The woollen industry, like cotton, pleads to be allowed to retain its high protection because it is still unshackled by combination. That is partially but not entirely true. As a matter of fact, there does exist a strong combination in this industry—the American Woollen Company, which has earned the popular title of “woollen trust” largely because of its trust-like methods. The woollen trust is far from being a monopoly, though it is certainly a good nucleus for one. It already controls about one-third of our domestic production of woollens and worsteds for men’s wear. Its annual product is about $48,000,000. Its capital is $69,000,000. All things considered, there seems to be no reason why eventually the American Woollen Company, if it finds a Rockefeller or a Carnegie, should not follow in the steps of steel and sugar and oil and turpentine and bath tubs.

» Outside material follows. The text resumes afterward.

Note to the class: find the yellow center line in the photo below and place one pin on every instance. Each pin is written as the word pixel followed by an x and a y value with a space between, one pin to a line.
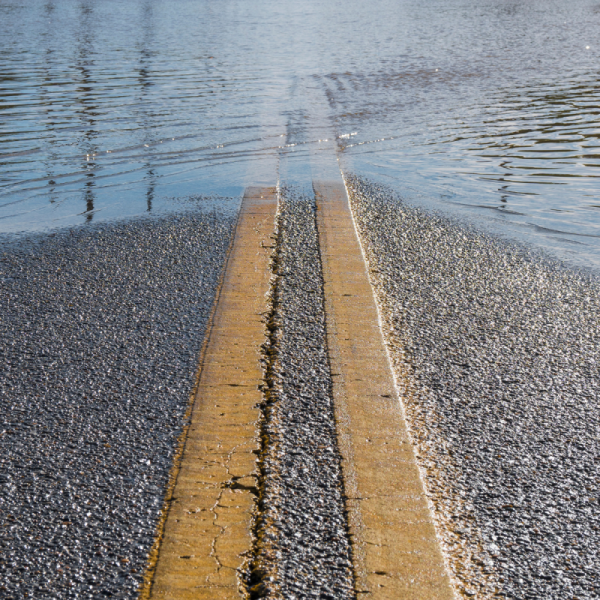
pixel 207 532
pixel 396 553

Juggling the formula under which he pretends to work, denying facts or shying from them, this is your typical stand-patter. Press your attack on his position, however, and you will find something more than negation. You will find an angry, alert opponent, threatening in fact, if not in so many words, to attack your position if you do not let him alone. Threats have been the very essence of the power the unholy wool alliance has had for so many decades, as Mr. Aldrich more than once admitted in the making of the tariff of 1909.
“I say to the Senator (Mr. Aldrich was addressing Senator Dolliver) that this wool and woollen schedule is the crucial schedule in this bill ... if by insidious or any other means he can induce the Senate to break down this schedule, that is the end of protection, for the present anyway, in this country.”
Mr. Aldrich was not defending the wool duties because they were fair. He was defending them because they have back of them the solidest vote in the Senate. Those to whom he talked knew it, and they knew that he was warning them that if they did not support these duties they could not expect to get what they wanted, however just from the protectionist standpoint that might be.
There has always been a fraction of Mr. Aldrich’s party in the Senate that could not be moved by threats—who if they had known enough about the tariff on which they were voting to realize that a threat was being held over them would have resented it. It is that fraction which openly confesses that they have “always voted as they were told.” The Congressional Record is full of such admissions. Mr. Aldrich could not sway them by appeals to their cupidity. He could, however, by an appeal to their loyalty to the doctrine, to their hatred of their political opponents. For years he has silenced those who had qualms about a duty by a sneering allusion to “Democratic talk.” “We heard all of that from Mr. Vest in 1890,” was his answer to Senator Dolliver’s criticism of the wool schedule. When it came to revising the duties on tin plate the stand-patters tried the same argument—“false to protection.” The shame of it finally drew from Senator Dolliver this outraged protest:
“Is it possible,” he said, “that a man, because he voted for the Allison tin-plate rate of 1889 and heard poor McKinley dedicate the first tin-plate mill in America, can be convicted in this Chamber of treachery to the protective tariff system, if he desires that schedule reëxamined, after seeing the feeble enterprise of 1890 grown within a single decade to the full measure of this market-place, organized into great corporations, overcapitalized into a speculative trust, and at length unloaded on the United States Steel Company, with a rake-off to the promoters sufficient to buy the Rock Island system? If a transaction like that has made no impression upon the mind of Congress, I expose no secret in saying that it has made a very profound impression on the thought and purpose of the American people.”